I cablogrammi classificati del Dipartimento di Stato degli Stati Uniti pubblicati da WikiLeaks forniscono una serie di esempi di come Washington  coltivi leader indigeni e ambientalisti opportunisti per indebolire la sinistra dell’Ecuador, risalendo alla vigilia della prima vittoria elettorale di Rafael Correa.

Numerosi cablogrammi dell’ambasciata statunitense del 2005 e del 2006 sulle proteste guidate dagli indigeni in Ecuador rivelano che molti leader di CONAIE e Pachakutik erano in contatto regolare e partecipavano a riunioni con gli ufficiali politici dell’ambasciata, fornendo spesso a Washington preziose informazioni. Uno dei cablogrammi identificava il diplomatico statunitense Vanessa Schulz come un ufficiale politico che stava comunicando con informatori indigeni.

Un cablogramma del 2009 che riportava le proteste degli indigeni contro il governo di Correa ha mostrato che l’ambasciata degli Stati Uniti era ancora in regolare comunicazione con i leader nativi, rivelando che il direttore nazionale della Federazione degli indigeni evangelici dell’Ecuador (FEINE) stava fornendo informazioni all’ufficiale politico di Washington.
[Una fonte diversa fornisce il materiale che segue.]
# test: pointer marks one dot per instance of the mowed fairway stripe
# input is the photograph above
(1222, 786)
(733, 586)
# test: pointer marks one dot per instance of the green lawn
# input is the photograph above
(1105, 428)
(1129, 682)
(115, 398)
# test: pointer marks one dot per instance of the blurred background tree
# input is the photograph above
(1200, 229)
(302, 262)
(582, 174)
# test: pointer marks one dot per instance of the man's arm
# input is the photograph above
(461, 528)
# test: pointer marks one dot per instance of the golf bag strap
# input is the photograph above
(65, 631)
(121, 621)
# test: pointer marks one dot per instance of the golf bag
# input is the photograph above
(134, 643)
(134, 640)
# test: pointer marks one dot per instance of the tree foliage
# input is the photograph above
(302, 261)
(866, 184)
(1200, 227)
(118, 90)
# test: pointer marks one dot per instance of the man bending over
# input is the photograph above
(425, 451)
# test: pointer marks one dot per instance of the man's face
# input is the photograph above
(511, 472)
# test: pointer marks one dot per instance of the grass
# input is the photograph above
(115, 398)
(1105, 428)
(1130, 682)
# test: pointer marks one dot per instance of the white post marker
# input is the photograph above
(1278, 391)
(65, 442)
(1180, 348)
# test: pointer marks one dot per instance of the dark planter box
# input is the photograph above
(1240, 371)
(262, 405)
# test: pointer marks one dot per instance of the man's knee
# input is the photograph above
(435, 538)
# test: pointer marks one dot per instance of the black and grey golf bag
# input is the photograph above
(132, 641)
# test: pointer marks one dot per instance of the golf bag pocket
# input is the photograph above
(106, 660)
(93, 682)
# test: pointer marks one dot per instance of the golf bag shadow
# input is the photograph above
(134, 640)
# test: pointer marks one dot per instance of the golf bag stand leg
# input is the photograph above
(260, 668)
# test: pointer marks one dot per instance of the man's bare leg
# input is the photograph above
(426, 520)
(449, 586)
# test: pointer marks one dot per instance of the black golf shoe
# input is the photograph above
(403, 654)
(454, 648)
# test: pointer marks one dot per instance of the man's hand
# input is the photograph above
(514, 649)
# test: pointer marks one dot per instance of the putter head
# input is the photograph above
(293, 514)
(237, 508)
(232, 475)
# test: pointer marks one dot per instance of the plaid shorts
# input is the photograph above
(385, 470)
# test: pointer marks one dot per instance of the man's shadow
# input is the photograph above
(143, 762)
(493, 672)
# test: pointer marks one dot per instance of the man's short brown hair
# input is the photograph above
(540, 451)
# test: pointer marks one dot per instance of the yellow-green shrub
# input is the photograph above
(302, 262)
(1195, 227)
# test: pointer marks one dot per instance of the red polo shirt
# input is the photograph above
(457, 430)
Nel dicembre 2013, il governo Correa ha congelato la sua collaborazione con l’agenzia statunitense USAID. Nel 2014, USAID ha annunciato che avrebbe lasciato l’Ecuador. La reazione di Washington fu smorzata, ma era chiaro che Correa aveva costretto l’agenzia ad andarsene.

Nell’ultimo anno in cui è stato in carica Correa nel 2017, il finanziamento di USAID Ecuador era al minimo storico di $ 18 milioni. Ma poi l’anno successivo, qualcosa è cambiato radicalmente: il governo Moreno ha dichiarato guerra al Correísmo.

Moreno ha invitato l’USAID a tornare nel paese e Washington ha restituito il favore aiutando a finanziare il regime conservatore che stava costruendo. I contratti dell’agenzia in Ecuador sono improvvisamente saliti alle stelle aumentando nel 2018 di oltre il 440%, da $ 18 milioni a $ 80 milioni. Moreno veniva ricompensato per il suo comportamento da voltagabbana. Il drastico aumento riflette il modo in cui USAID non funziona come un’agenzia di aiuto tradizionale, ma come un braccio semi-segreto di soft power dell’impero statunitense.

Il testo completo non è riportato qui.